GlassWorm Supply Chain Attack Exploits 72 Open VSX Extensions to Target Developers

Cybersecurity researchers have uncovered a significant escalation in the GlassWorm malware campaign, which now leverages Open VSX extensions to compromise developer environments. The campaign abuses extension relationships to turn initially benign-looking packages into malicious delivery vehicles, targeting developers across multiple platforms.

How GlassWorm Works

Instead of embedding malicious code directly in every extension, the threat actor now uses extensionPack and extensionDependencies to trigger secondary malicious extensions after initial trust is established. This allows:

  • Benign-appearing VS Code extensions to become transitive malware carriers
  • Stealthy exfiltration of tokens, credentials, and secrets
  • Dynamic updates via Remote Dynamic Dependencies (RDD) hosted outside the registry

The campaign also leverages Solana blockchain transactions to fetch command-and-control (C2) server information and employs Unicode obfuscation to hide malicious payloads in source files.

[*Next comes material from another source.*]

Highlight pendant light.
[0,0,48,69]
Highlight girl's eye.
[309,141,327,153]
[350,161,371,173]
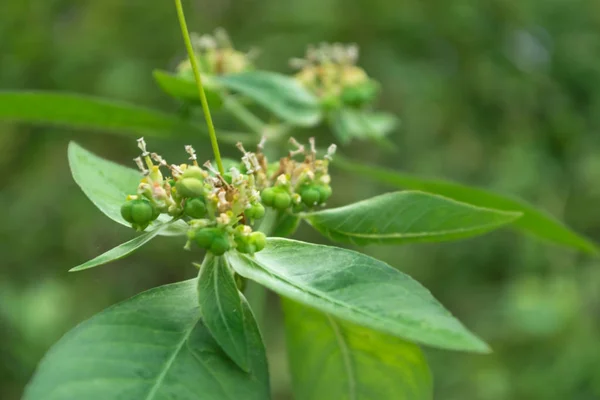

Targeted Extensions and Platforms

At least 72 Open VSX extensions were discovered since January 2026, imitating common developer tools such as linters, formatters, and AI-powered coding assistants like Clade Code and Google Antigravity. Examples include:

  • angular-studio.ng-angular-extension
  • crotoapp.vscode-xml-extension
  • gvotcha.claude-code-extension
  • mswincx.antigravity-cockpit
  • tamokill12.foundry-pdf-extension

Aikido and Socket reported that 151 GitHub repositories were impacted between March 3–9, 2026. Additionally, two npm packages were found using the same Unicode technique:

  • @aifabrix/miso-client
  • @iflow-mcp/watercrawl-watercrawl-mcp

PhantomRaven Confusion

Endor Labs identified 88 new malicious npm packages between November 2025 and February 2026. While initially attributed to PhantomRaven, some packages were later claimed to be part of a research experiment, though evidence suggested excessive data collection and evasive publishing tactics.